SmartNIC offload for BIG-IP VE: Boost CGNAT Performance and Lower TCO

When performing CGNAT, there are two primary functions that require significant compute power: executing the actual translation from one IP address to another and logging that translation—as required by the U.S. Communications Assistance for Law Enforcement Act (CALEA).  SmartNICs are the latest addition to the Network Interface Card (NIC) family and can provide a solution for virtual (VNF) CGNAT deployments.

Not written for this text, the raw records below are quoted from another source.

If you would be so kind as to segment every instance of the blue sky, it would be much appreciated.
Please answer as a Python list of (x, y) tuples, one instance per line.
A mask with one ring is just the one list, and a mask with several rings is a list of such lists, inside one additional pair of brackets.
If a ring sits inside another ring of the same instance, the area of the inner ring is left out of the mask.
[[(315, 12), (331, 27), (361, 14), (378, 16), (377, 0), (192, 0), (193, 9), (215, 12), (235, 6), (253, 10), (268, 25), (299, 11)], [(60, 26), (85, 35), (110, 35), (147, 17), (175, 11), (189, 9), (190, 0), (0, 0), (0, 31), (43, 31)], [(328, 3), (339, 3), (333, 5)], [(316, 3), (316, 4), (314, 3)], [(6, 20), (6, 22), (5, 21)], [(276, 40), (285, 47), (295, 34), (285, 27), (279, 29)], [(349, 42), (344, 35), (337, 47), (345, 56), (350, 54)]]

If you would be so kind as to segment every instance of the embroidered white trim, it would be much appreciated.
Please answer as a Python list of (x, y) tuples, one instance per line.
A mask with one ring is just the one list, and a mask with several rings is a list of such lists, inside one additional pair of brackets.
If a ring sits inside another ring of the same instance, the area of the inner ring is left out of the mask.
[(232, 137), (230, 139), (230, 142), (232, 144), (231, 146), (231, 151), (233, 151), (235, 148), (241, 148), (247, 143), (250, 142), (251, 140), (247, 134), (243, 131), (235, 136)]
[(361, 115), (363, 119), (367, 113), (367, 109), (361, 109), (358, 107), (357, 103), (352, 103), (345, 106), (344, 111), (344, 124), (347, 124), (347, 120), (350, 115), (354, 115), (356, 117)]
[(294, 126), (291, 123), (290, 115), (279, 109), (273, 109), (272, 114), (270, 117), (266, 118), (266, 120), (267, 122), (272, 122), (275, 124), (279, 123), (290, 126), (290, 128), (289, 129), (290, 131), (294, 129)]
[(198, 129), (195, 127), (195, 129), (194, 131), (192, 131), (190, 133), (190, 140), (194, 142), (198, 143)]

Boasting onboard programmable components such as FPGAs, NPUs, or SoCs, SmartNICs can perform user-specified networking functions on behalf of the applications or servers they’re connected to, alleviating strain on CPU resources and significantly improving performance. By offloading CGNAT functionality from an F5 BIG-IP VE to an Intel FPGA PAC N3000 SmartNIC, the total system throughput can be improved by around 30%. More importantly, the BIG-IP VE’s CPU utilization can also be reduced by approximately 80%—helping to prevent the VE from becoming overloaded! See the BIG-IP VE for SmartNICs overview for more information. 

Conclusion

CGNAT has proven to be an indispensable tool for supporting transitions to IPv6 and continues to prove its worth in today’s network by helping to scale and secure networks. For service providers who want to optimize their network scalability for IPv6, IoT and 5G, BIG-IP CGNAT provides a seamless and secure IP address strategy as part of a suite of consolidated network functions.